Sessanta miliardi di dollari, o poco meno, dal 1982. Dall'anno in cui Hosni Mubarak, l'inossidabile rais dell'Egitto, è al potere. In media, due miliardi l'anno, che si traducono in 156 milioni al mese. In altri termini, cinque milioni di dollari che ogni giorno scivolano dalle tasche dei contribuenti americani e finiscono nelle casse del governo del Cairo (oltre l'80%) o di altri enti.
La solida alleanza tra Egitto e Stati Uniti la si vede anche dagli aiuti diretti di Washington al suo alleato di ferro nel mondo arabo. Quando, il primo giorno di rivolta, il segretario di stato americano Hillary Clinton ha colto di sorpresa il mondo con il suo cauto commento - «Il governo egiziano è stabile» - probabilmente pensava anche a quel fiume di dollari. E probabilmente rifletteva sui normali rapporti tra l'alleato numero uno, Israele, e il suo ex nemico l'Egitto.
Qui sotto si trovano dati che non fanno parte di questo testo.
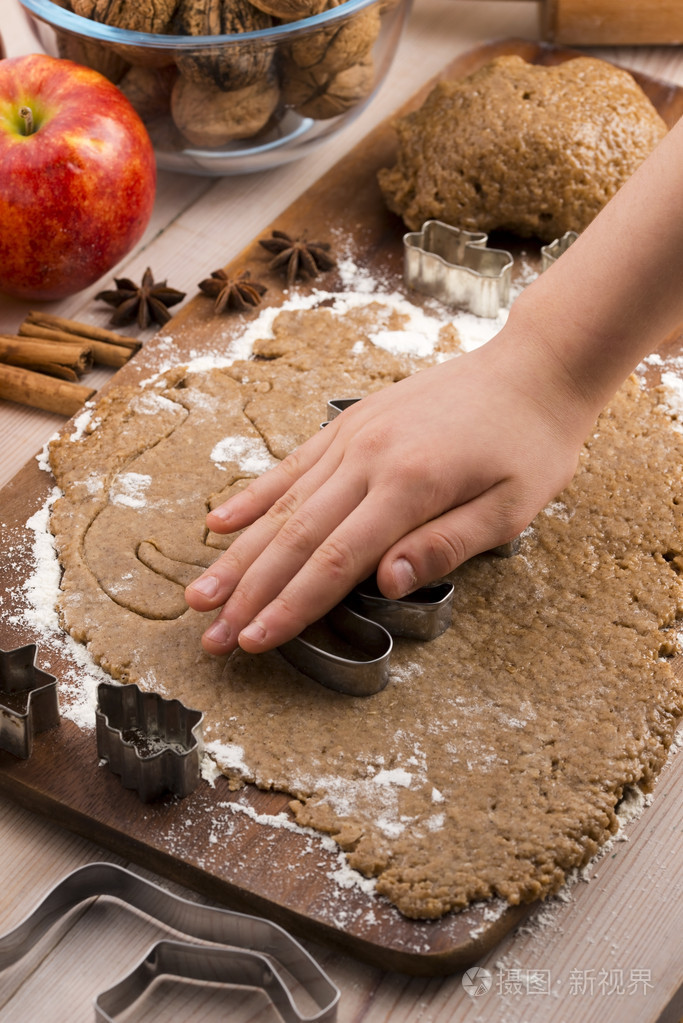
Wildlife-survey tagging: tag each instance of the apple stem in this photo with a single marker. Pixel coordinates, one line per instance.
(27, 115)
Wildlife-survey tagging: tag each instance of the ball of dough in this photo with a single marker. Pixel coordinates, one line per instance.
(536, 150)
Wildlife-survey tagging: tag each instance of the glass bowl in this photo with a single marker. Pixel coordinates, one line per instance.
(232, 103)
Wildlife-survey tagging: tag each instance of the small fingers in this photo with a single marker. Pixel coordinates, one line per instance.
(300, 538)
(345, 556)
(216, 584)
(243, 508)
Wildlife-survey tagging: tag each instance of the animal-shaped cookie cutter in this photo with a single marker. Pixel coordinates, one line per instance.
(552, 252)
(153, 744)
(456, 267)
(29, 702)
(349, 650)
(244, 950)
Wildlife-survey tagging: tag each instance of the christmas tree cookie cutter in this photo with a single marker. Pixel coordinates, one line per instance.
(153, 744)
(457, 268)
(242, 950)
(29, 702)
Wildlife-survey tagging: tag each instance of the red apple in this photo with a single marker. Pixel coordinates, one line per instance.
(77, 176)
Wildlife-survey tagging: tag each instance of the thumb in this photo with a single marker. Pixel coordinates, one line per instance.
(439, 546)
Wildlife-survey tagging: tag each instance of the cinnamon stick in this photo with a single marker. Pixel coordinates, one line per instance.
(39, 391)
(104, 353)
(34, 354)
(82, 329)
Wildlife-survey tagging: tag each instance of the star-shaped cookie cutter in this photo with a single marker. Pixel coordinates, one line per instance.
(456, 267)
(153, 744)
(29, 702)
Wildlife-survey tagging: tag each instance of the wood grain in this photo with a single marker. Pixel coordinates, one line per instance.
(62, 780)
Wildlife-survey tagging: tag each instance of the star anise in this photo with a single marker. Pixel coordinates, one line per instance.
(232, 293)
(298, 257)
(145, 303)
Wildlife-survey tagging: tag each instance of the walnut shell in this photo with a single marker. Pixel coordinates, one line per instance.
(92, 53)
(290, 10)
(148, 89)
(229, 65)
(142, 15)
(342, 45)
(315, 94)
(210, 117)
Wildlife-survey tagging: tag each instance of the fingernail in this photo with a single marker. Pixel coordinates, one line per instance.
(218, 632)
(404, 576)
(207, 585)
(255, 632)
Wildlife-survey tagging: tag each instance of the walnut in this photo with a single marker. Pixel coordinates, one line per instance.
(210, 117)
(342, 45)
(92, 53)
(290, 10)
(142, 15)
(316, 94)
(228, 65)
(148, 89)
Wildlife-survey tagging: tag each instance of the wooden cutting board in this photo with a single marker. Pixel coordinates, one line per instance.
(232, 846)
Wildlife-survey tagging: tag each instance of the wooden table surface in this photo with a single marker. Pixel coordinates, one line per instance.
(611, 949)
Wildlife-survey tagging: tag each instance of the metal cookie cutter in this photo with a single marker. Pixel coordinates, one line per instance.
(457, 268)
(349, 649)
(152, 743)
(245, 950)
(552, 252)
(28, 700)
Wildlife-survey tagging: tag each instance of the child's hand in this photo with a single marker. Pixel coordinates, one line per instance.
(411, 481)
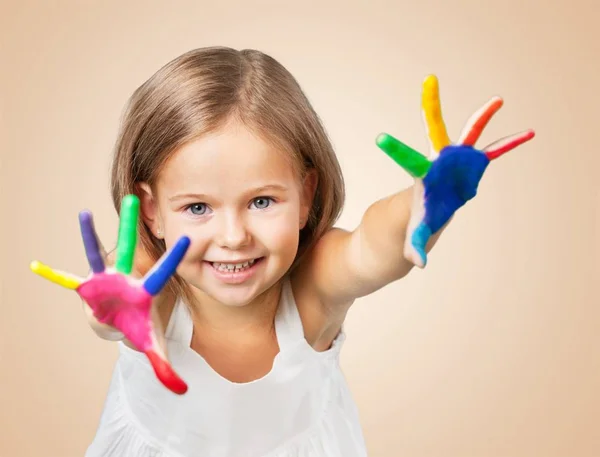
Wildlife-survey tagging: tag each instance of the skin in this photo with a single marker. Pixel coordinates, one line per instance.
(237, 197)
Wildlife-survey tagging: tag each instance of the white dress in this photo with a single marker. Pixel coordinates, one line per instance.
(301, 408)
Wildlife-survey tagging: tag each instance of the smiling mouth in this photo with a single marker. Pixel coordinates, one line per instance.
(235, 267)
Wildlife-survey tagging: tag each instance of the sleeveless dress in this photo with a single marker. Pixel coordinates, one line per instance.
(301, 408)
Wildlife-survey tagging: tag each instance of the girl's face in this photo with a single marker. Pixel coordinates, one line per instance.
(239, 200)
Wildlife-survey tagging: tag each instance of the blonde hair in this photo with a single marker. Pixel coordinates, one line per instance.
(198, 92)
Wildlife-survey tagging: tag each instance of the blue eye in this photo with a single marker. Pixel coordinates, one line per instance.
(197, 209)
(262, 202)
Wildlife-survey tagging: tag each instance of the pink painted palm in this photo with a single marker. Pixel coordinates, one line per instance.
(118, 299)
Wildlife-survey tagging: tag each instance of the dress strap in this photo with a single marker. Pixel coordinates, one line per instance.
(181, 326)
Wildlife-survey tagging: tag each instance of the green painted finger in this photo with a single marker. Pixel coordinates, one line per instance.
(415, 163)
(130, 209)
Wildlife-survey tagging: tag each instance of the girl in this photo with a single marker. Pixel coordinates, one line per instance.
(222, 146)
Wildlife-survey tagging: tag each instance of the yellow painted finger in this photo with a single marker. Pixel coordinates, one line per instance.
(432, 112)
(58, 277)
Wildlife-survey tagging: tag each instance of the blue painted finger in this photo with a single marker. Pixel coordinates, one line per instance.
(159, 276)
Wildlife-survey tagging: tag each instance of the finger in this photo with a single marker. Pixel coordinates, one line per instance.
(158, 359)
(477, 122)
(130, 207)
(61, 278)
(432, 114)
(139, 329)
(90, 242)
(506, 144)
(415, 163)
(166, 267)
(417, 233)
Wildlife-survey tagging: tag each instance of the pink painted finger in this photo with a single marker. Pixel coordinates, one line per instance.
(506, 144)
(478, 121)
(165, 373)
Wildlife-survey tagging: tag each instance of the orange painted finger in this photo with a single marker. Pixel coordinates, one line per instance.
(477, 123)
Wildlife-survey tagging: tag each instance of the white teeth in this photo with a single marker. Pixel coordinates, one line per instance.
(232, 266)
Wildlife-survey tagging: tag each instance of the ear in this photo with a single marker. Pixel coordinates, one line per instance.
(149, 211)
(309, 187)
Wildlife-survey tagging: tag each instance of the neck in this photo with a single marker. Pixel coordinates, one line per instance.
(210, 314)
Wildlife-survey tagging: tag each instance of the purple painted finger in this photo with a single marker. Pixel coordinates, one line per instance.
(90, 242)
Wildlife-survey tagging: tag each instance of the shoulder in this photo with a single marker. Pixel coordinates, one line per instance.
(321, 321)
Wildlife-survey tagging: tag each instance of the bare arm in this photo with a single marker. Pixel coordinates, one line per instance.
(347, 265)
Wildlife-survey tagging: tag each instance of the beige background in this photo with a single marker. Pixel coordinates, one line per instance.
(493, 350)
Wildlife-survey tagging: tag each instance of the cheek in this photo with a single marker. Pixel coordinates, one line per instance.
(280, 235)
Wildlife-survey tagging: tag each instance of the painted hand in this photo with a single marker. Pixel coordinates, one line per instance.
(450, 176)
(115, 297)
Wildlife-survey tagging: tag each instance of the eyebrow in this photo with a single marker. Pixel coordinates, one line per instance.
(256, 190)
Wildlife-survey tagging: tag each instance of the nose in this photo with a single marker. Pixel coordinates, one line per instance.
(232, 232)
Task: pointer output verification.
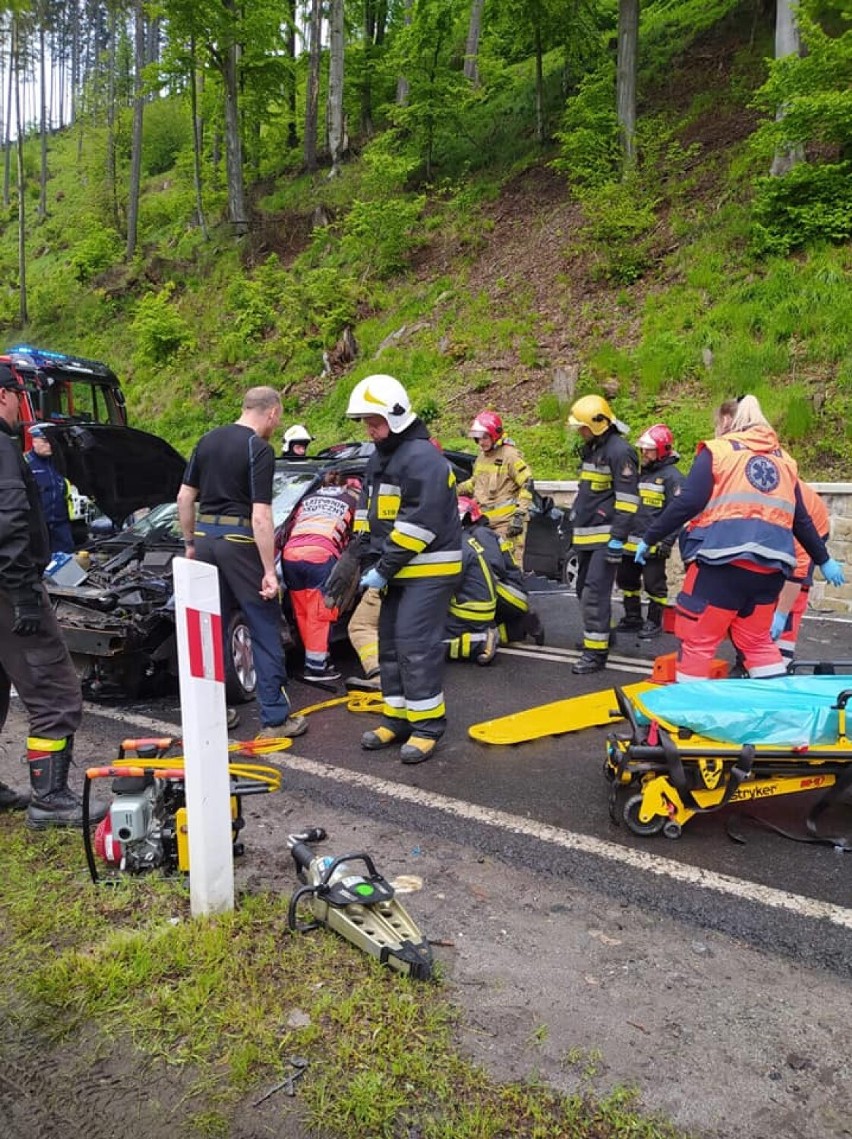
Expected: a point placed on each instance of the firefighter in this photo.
(603, 518)
(501, 483)
(743, 505)
(33, 656)
(295, 442)
(411, 550)
(317, 537)
(660, 481)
Probabile che abbia pensato ai 117 milioni di dollari in sofisticate tecnologie versati da Washington dal 2007 affinché il governo del Cairo distrugga i tunnel sotterranei tra Gaza e il Sinai egiziano, il canale privilegiato di Hamas per rifornirsi di armi. E non è escluso che, preoccupata, si sia lasciata andare a una ricorrente, anche se non automatica, equazione: Egitto senza Mubarak uguale Egitto governato dai Fratelli musulmani. Vale a dire il movimento islamico che ha ispirato la nascita di Hamas (regime sponsorizzato dall'Iran) e con cui tuttora intrattiene relazioni più che amichevoli.
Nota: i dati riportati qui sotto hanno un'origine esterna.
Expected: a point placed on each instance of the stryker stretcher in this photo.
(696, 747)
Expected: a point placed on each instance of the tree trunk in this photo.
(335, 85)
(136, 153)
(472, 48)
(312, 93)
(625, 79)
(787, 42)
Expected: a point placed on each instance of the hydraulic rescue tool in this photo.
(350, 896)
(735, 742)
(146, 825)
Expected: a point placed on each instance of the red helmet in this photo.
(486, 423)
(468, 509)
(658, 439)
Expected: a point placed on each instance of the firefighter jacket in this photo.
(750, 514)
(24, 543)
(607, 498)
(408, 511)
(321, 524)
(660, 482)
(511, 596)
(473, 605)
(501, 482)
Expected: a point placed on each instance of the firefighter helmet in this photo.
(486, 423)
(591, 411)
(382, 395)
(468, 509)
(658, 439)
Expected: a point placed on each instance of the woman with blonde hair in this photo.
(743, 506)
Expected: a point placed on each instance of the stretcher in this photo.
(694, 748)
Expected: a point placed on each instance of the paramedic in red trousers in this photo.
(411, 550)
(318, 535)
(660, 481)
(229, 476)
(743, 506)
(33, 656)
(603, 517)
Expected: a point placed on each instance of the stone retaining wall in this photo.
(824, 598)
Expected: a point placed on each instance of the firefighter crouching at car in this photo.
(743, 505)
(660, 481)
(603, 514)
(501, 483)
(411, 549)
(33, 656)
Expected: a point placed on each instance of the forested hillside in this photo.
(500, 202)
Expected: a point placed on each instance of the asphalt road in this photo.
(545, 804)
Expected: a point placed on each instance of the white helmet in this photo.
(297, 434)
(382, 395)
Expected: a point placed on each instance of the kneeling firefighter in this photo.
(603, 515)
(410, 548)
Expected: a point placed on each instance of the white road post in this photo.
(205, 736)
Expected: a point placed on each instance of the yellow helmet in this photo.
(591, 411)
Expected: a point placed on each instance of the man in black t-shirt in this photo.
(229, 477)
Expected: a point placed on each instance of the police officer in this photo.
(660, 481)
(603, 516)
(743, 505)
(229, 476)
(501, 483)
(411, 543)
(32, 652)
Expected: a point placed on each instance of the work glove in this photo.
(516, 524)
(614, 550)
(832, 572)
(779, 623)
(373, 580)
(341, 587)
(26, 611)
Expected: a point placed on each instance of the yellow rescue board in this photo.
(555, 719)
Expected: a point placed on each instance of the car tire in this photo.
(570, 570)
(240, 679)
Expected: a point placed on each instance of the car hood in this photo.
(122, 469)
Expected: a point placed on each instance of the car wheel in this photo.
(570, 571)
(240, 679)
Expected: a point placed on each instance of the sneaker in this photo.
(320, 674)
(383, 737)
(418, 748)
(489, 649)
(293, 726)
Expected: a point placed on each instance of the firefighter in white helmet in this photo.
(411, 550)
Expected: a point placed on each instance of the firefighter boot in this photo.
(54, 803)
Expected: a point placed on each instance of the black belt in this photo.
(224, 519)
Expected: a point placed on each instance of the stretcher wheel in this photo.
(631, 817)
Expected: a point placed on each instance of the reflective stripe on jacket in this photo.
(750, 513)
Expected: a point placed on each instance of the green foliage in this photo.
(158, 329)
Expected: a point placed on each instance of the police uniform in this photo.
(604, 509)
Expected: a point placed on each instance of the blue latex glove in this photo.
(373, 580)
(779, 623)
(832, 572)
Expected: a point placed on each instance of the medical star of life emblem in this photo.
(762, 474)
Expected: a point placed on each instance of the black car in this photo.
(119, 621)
Forse quel «governo stabile» pronunciato a denti stretti dal segretario di stato Usa, che ha mandato su tutte le furie il leader dell'opposizione (e Nobel per la pace) Mohammed ElBaradei, rifletteva solo un desiderio. Per quanto Mubarak non sia un riformatore illuminato, e benché dai documenti di Wikileaks emerga che ci sarebbe stato un piano americano per favorire un «cambio di regime» in senso democratico (anche con una rivolta pilotata), alla Casa Bianca fa paura pensare all'Egitto improvvisamente orfano del suo rais. Ecco perché ne ha fatto, dopo Israele, il paese a cui sono andati più aiuti sin dal 1979, anno in cui a Camp David l'allora presidente Anwar Sadat firmò un trattato di pace con il premier israeliano Menachem Begin (tra paesi arabi solo Egitto e Giordania riconoscono Israele).